Shall we overcome?
I read an interesting column by New York Times columnist Charles Blow about racial prejudice this morning. In it, Blow talks about the innate negative bias whites seem to have against blacks, even when they are trying not to be prejudiced. He mentions Attorney General Eric Holder's recent speech in which he accused America of being a “nation of cowards” because we don't have “frank” conversations about race.
Mr. Blow also talks about a study called Project Implicit, a virtual laboratory maintained by the University of Washington and the University of Virginia, that seems to back up this assertion – much to the chagrin of those “prejudiced” whites who took the project's online test.
I was one of those who took the test. I've never thought of myself as prejudiced – indeed, I've tried since I was old enough to understand what it meant not to be – and yet my score in the test did show that I have a positive bias toward whites and a negative one toward blacks. It disturbed me. Yet I have to admit that I wasn't entirely surprised at what the test revealed about me. Nor was I surprised to learn that a resounding majority of the whites who took the test, and who think of themselves as unprejudiced, also harbor this hidden ugliness in their souls.
The theory posited by the makers of the test is that our unconscious minds are “set” when we're very small – by the age of six – and that try as we might, changing that unconscious bias is close to impossible. But if this is really the case, that even if we consciously try not to be biased but deep-seated mental triggers make us so anyway, how are we ever to overcome it? How can we ever achieve a truly “equal” society?
The test's creators think that if whites can be taught to distinguish individuality in black facial features – if we can learn to see each black man or black woman we encounter as an individual – then we'll overcome this handicap. Mr. Blow feels that we can do it through dialogue – whites talking frankly to blacks, and vice versa – as well.
Certainly, having a black man (yes, I know he's half white, but this is the general perception in our society) as President will help break down these racial barriers, especially in the youngest of our children. Perhaps when they're grown, this innate bias won't be so marked. Or perhaps it won't exist anymore. But that's 20 or 30 years out. What about now, when prejudice, conscious or otherwise, still darkens our culture and society? Even the words we use, like “darkens,” work to further the bias.
I don't have the answer. Mr. Blow's idea is a nice one, but when and how do we have this dialogue? Who will teach whites to look beyond skin color to the subtleties of facial features as a way to see blacks as individuals? Is this something that will be taught in Kindergarten? And what about the other, myriad biases and prejudices we all harbor? What about gender prejudices? How about the prejudices against other skin colors and cultures? Here in America, the most volatile struggle for equality has been between the white and black people and cultures. But there are many, many others, equally as serious. Look at America's xenophobia regarding Hispanic immigrants, legal or otherwise.
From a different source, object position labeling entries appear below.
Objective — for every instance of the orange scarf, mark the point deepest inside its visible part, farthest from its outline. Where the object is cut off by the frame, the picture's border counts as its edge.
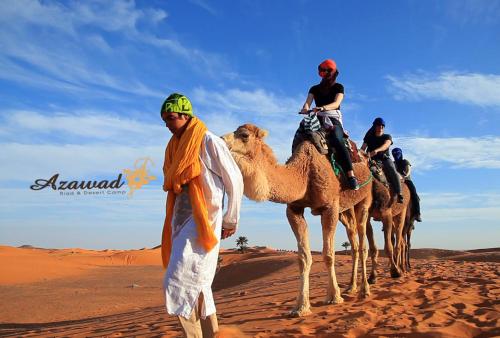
(183, 166)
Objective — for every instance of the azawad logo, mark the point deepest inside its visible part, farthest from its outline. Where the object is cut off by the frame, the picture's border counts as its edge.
(136, 178)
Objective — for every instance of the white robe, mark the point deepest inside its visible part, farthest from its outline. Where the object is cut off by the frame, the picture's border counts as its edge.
(191, 269)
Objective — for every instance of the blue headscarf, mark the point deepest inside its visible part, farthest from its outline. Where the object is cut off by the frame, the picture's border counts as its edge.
(397, 153)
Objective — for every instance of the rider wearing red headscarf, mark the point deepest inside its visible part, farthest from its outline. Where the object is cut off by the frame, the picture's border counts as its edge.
(328, 96)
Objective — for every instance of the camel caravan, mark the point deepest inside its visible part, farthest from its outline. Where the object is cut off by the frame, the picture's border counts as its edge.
(337, 181)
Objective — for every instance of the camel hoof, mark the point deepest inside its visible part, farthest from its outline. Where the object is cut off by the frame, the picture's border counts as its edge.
(395, 273)
(301, 312)
(334, 300)
(365, 292)
(351, 290)
(372, 280)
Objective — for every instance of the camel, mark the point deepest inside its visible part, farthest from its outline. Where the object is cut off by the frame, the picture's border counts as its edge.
(408, 228)
(305, 181)
(393, 217)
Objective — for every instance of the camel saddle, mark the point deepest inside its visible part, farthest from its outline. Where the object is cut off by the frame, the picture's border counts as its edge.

And how about our geographic divides? In Philadelphia and New York City, in Boston and Savannah and New Orleans, black and white people live closely together, for the most part. But in my county, I can count the number of black people who live here on one hand. There is a visible minority of Hispanics here, but nearly everyone else is white.
I didn't grow up here, but the town I did grow up in was just the same, except there were even fewer Hispanics. My parents were both prejudiced against blacks; indeed, against anyone who didn't have a white skin like ours. Dad grew up in Detroit; his experience of blacks there and later, in the military, wasn't positive. He felt his prejudice was justified. Mom grew up in northern Idaho. Until she moved to California as a young adult, she'd never had any experience with black people, but her times and culture shaped her anyway. And, as a woman who came into adulthood in the '50s, she naturally adopted her husband's views on the world.
And they passed that prejudice on to their children. It wasn't overt. They were affected by the Civil Rights movement, just like everyone else in America, so they didn't talk about their own prejudices much. But where we lived said a lot – in suburbs that were basically free of black, brown and yellow faces. The subject, naturally, rarely came up.
My experience isn't unique. We do self-segregate. How do we overcome the natural inclination to live near and with those who look like ourselves? How do we overcome our ingrained fear of the “other” if, even when we consciously make a sustained effort to do so, our unconscious minds tenaciously hold onto that fear? Is this instinctual? Is it ancestral memory? How do we break this mold?
I can only keep making my conscious effort not to be biased and prejudiced and hope that by doing so, I help to change my culture for the better. It will naturally take a very long time. Mr. Blow's ideas are good ones and will help move us all in the right direction, too. As Dr. Martin Luther King said, “We shall overcome.”
What do you think? Can we overcome our prejudices?